Pursuant to Section 19(b)(1) of the Securities Exchange Act of 1934 (“Act”)  and Rule 19b-4  thereunder, notice is hereby given that on July 16, 2001, the Chicago Board Options Exchange Inc. (“CBOE” or “Exchange”) filed with the Securities and Exchange Commission (“SEC” or “Commission”) the proposed rule change as described in Items I, II and III below, which Items have been prepared by the Exchange.
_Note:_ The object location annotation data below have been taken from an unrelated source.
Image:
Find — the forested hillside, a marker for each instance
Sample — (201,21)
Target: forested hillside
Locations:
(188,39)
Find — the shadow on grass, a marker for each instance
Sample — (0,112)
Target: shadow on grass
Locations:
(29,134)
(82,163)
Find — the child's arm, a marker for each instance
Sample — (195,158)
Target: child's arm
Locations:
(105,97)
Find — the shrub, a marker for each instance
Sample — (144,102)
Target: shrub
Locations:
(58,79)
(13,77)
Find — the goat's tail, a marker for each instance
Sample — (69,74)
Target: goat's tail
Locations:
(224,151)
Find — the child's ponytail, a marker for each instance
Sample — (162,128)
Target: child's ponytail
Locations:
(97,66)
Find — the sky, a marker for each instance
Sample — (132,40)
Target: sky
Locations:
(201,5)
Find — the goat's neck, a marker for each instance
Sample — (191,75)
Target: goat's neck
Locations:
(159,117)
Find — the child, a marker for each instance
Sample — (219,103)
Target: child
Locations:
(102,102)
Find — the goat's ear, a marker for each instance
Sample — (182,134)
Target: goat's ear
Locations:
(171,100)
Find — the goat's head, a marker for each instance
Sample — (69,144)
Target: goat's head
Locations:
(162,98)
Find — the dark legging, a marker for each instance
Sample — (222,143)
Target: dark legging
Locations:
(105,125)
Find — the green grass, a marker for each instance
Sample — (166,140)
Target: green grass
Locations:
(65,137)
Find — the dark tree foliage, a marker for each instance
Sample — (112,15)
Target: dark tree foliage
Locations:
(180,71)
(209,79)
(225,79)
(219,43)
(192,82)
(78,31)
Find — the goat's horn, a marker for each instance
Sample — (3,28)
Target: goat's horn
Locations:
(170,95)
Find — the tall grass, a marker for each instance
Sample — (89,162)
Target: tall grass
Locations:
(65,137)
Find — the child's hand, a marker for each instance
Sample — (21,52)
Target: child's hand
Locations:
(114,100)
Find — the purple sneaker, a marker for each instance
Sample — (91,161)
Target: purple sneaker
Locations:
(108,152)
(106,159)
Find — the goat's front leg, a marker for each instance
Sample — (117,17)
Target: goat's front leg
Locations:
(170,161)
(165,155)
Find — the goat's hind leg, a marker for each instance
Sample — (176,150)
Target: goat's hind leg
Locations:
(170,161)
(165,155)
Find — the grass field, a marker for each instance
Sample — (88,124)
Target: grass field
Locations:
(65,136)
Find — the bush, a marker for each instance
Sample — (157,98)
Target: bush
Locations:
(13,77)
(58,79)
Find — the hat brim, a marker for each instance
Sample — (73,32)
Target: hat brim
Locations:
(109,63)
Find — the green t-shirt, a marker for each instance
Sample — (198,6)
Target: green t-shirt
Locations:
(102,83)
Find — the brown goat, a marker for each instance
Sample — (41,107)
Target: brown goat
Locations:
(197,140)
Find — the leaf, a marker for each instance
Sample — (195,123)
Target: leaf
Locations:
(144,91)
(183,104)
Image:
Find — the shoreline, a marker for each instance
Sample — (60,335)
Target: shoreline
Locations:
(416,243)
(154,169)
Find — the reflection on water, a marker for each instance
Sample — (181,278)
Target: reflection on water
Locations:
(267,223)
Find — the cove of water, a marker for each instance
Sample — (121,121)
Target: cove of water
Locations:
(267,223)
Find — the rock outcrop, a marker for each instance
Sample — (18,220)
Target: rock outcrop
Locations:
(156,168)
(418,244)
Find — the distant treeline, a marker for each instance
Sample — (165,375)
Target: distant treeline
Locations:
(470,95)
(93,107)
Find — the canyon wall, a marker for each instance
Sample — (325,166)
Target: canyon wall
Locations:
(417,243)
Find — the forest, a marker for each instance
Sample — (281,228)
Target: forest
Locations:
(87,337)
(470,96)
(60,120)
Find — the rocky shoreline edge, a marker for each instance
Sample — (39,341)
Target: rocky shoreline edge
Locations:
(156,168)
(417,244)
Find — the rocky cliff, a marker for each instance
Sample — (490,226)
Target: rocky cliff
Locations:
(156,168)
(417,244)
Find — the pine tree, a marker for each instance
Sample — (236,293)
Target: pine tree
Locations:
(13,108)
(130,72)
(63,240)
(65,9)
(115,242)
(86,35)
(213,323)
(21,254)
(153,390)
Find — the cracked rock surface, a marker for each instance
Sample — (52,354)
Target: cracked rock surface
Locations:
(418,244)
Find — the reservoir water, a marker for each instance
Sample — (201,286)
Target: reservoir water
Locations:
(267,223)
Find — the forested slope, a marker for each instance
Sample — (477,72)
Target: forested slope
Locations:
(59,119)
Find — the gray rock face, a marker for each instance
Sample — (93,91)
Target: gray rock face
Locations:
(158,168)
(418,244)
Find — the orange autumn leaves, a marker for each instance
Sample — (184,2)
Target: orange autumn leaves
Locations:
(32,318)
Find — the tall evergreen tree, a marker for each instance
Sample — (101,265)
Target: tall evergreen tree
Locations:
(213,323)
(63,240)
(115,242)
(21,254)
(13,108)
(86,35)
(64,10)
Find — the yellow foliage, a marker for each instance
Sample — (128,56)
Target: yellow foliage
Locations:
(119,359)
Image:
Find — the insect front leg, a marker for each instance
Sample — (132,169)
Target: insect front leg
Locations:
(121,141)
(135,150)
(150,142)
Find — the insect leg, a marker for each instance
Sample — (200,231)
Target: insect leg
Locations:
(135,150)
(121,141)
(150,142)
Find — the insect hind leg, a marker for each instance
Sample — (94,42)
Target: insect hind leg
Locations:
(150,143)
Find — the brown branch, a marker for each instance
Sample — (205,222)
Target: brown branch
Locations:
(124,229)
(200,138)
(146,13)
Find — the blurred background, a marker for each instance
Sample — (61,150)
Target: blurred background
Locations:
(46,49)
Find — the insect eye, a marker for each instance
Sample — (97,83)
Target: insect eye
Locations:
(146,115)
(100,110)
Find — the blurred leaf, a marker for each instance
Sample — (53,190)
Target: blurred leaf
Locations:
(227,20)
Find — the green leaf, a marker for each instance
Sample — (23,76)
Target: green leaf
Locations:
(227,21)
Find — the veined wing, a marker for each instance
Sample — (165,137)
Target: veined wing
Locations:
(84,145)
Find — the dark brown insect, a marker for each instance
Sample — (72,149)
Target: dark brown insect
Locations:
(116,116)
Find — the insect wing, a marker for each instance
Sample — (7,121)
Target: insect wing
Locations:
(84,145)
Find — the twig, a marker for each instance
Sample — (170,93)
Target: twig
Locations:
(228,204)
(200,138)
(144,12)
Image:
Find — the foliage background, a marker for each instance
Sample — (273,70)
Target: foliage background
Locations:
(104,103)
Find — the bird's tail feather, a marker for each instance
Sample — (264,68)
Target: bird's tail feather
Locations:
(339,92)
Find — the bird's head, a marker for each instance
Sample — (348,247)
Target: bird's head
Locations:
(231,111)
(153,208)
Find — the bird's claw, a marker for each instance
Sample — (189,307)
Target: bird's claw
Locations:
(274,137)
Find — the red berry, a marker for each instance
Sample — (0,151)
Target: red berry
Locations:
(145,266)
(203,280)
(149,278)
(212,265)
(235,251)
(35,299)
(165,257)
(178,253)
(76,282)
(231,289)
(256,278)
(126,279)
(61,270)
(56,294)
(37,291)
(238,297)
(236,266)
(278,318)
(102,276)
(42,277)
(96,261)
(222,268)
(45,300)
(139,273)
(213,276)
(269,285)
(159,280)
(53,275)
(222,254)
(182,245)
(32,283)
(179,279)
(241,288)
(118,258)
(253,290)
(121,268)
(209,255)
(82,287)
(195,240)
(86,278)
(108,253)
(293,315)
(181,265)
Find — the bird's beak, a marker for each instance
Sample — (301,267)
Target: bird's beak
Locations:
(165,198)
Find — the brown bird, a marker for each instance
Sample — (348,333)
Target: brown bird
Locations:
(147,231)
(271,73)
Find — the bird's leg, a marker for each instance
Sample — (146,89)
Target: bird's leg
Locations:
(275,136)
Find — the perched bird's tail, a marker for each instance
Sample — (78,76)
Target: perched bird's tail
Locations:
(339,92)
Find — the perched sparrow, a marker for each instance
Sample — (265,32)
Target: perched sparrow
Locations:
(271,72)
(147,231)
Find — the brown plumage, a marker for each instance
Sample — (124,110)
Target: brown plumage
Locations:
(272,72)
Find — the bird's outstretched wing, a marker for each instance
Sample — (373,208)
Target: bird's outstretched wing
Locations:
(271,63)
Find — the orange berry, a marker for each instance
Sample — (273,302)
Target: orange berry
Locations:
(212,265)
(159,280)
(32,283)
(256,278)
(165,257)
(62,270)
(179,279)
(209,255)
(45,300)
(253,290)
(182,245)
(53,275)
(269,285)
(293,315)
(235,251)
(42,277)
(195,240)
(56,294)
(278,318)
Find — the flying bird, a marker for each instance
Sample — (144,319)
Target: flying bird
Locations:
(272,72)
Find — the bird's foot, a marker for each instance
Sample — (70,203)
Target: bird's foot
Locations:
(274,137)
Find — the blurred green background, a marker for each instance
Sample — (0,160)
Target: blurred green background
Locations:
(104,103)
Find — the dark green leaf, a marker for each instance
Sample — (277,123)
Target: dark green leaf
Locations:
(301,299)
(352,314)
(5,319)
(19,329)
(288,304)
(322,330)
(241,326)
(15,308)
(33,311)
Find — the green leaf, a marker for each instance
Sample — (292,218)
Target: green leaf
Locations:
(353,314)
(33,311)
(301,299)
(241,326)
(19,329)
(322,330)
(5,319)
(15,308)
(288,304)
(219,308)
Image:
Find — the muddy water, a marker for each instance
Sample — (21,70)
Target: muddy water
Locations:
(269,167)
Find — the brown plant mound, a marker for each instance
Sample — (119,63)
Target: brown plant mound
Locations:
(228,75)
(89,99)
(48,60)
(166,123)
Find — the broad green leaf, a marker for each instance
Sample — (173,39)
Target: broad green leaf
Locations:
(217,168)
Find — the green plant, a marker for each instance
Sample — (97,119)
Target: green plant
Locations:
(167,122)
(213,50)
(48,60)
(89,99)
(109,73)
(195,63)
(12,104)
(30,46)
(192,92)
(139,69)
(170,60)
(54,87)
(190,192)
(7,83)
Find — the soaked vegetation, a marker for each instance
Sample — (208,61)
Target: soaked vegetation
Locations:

The Commission is publishing this notice to solicit comments on the proposed rule change from interested persons.
I. Self-Regulatory Organization's Statement of the Terms of Substance of the Proposed Rule Change
The CBOE proposes to establish a new fee based upon the number of order cancellations that are routed to the CBOE through its automated Order Routing System (“ORS”).
The text of the proposed rule change is available at the Office of the Secretary, CBOE and at the Commission.
II. Self-Regulatory Organization's Statement of the Purpose of, and Statutory Basis for, the Proposed Rule Change
In its filing with the Commission, the CBOE included statements concerning the purpose of and basis for the proposed rule change and discussed any comments it received on the proposed rule change. The text of these statements Start Printed Page 40758may be examined at the places specified in Item IV below. The Exchange has prepared summaries, set forth in Sections A, B and C below, of the most significant aspects of such statements.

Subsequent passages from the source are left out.